— Tout dépend du parfum qu’elle emploie, répondit Baley avec une sereine indifférence.
— Imaginez que vous êtes assez près pour le sentir. Je ne me mets pas de parfum, parce qu’il n’y a jamais personne assez près pour l’apprécier, sauf aujourd’hui. Mais, j’y pense, vous respirez souvent des parfums, vous en respirez même tout le temps. Sur la Terre, votre femme est toujours avec vous, n’est-ce pas ? (Elle restait les yeux baissés, s’intéressait à la fleur, en fronçant les sourcils, tout en la mettant soigneusement en menus morceaux.)
— Ma femme n’est pas toujours avec moi, dit Baley. Pas à chaque instant.
— Mais la plupart du temps, oui ? Et chaque fois qu’il vous prend envie de…
Brusquement, Baley changea de sujet :
— Pourquoi le Dr Leebig essayait-il de vous faire comprendre la Robotique ? En avez-vous idée ?
La fleur effeuillée ne comportait plus que la tige et le renflement interne. Gladïa la fit tourner entre ses doigts, puis la jeta dans le bassin : elle flotta un instant à la surface de l’eau.

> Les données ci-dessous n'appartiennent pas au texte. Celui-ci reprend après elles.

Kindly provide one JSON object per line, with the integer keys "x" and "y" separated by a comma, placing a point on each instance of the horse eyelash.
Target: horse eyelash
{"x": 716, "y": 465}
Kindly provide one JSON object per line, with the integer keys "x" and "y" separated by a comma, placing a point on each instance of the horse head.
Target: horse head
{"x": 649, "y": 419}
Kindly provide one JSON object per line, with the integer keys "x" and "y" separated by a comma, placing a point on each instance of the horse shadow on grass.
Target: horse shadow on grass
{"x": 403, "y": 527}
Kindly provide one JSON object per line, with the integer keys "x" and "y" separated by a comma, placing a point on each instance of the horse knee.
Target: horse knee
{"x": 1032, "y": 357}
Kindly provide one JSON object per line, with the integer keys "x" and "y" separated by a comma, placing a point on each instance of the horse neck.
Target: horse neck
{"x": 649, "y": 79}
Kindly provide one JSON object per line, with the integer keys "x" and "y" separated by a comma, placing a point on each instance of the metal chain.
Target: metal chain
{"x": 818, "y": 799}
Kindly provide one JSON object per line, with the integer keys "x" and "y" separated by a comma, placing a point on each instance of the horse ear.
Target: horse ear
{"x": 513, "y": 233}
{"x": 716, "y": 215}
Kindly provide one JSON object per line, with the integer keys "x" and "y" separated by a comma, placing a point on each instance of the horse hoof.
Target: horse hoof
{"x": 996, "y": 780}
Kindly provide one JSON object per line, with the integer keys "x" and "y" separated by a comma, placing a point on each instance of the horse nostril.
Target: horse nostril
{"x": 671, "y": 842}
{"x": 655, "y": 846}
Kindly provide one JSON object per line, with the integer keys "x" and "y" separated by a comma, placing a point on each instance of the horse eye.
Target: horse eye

— Je pense qu’il désirait me prendre comme aide, dit-elle finalement.
— Il vous l’a dit lui-même, Gladïa ?
— En quelque sorte, oui, vers la fin. Je pense qu’il s’impatientait. De toute façon, il me demanda si je ne trouverais pas intéressant de travailler sur des robots. Bien sûr que non, lui ai-je répondu : je ne saurais trouver travail plus ingrat. Alors, il s’est mis en colère, mais vraiment.
— Et, après cela, il n’a plus jamais fait de promenade avec vous ?
— Vous savez, dit-elle, je crois que vous avez bien mis le doigt dessus. Je suppose que je l’ai froissé dans ses espérances. Mais, vraiment, que vouliez-vous que j’y fasse ?
Mais c’est avant cette période que vous lui aviez déjà parlé de vos disputes avec le Dr Delmarre ?
Elle serra les poings et les tint crispés en une sorte de spasme. Son corps conserva la même position rigide, la tête penchée légèrement sur le côté. Sa voix prit une tonalité suraiguë :
— Quelles disputes ?
— Vos disputes avec votre époux. J’ai cru comprendre que vous le détestiez.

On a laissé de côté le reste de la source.